Once, at an EU-integration talk in Tallinn, a high-ranking Finnish diplomat of the European Commission Mission in Estonia complained about piracy and its availability at Kadaka Turg. Frankly, that is like the English complaining about cheap drinks while in Calais.
A survey quoted by local recording industry executives suggests that 99 per cent of the 1.2 million CDs purchased by Finns in Estonia last year were pirated copies. The EU, especially Nordic members, cannot take a high-and-mighty approach to the piracy problem in the Baltics without some self-examination, since they are a primary cause of the problem's exacerbation. Supply and demand is a concept learned at a very early stage, even in Brussels and Helsinki.
Of course, that is not to absolve the blame of local suppliers and consumers. In Estonia, the proliferation of pirated CDs is baffling. In various parts of Tallinn, a large number of people gather to trade CDs. However, at most of these gatherings, it is the pirates with their hundreds of CDs on display, who overwhelm honest traders. One such location is even in the direct line of sight of the headquarters of the Security Police!

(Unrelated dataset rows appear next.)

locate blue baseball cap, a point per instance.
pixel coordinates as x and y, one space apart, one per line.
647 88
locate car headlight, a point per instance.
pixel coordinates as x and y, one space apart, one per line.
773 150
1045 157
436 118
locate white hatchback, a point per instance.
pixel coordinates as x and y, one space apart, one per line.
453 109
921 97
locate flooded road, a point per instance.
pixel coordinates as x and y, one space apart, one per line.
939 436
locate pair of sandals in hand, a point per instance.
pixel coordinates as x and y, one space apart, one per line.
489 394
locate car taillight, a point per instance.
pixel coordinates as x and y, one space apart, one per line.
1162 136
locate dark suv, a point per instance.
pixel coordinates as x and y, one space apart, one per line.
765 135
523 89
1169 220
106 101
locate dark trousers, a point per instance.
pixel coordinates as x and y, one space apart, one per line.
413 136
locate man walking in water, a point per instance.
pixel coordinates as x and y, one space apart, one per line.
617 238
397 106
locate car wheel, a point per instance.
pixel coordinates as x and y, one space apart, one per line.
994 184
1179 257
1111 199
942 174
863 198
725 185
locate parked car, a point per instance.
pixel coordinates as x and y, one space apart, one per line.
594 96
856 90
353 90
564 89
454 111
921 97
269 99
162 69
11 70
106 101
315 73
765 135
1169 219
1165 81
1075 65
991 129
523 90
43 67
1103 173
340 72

To publicly scoff at pirated copies could result in some mischief being done to the outspoken anti-pirate consumer. It is even more shocking to see well-known musicians in Estonia themselves frequently purchasing pirated music. Except for seizures, the very infrequent raids usually produce little result, since the public dealers can easily claim they are just resellers and do not know the original source of the CDs. The authorities, already not very active in dealing with the situation, also have their hands bound by ineffective legislation.
Until there is a sincere will to deal with this problem in Estonia - both politically and among authorities - it will continue to grow. Finnish tourists will continue to purchase more pirated copies, as will local consumers. Until the supply side is controlled by legislation and enforcement, the solution to this problem will remain elusive.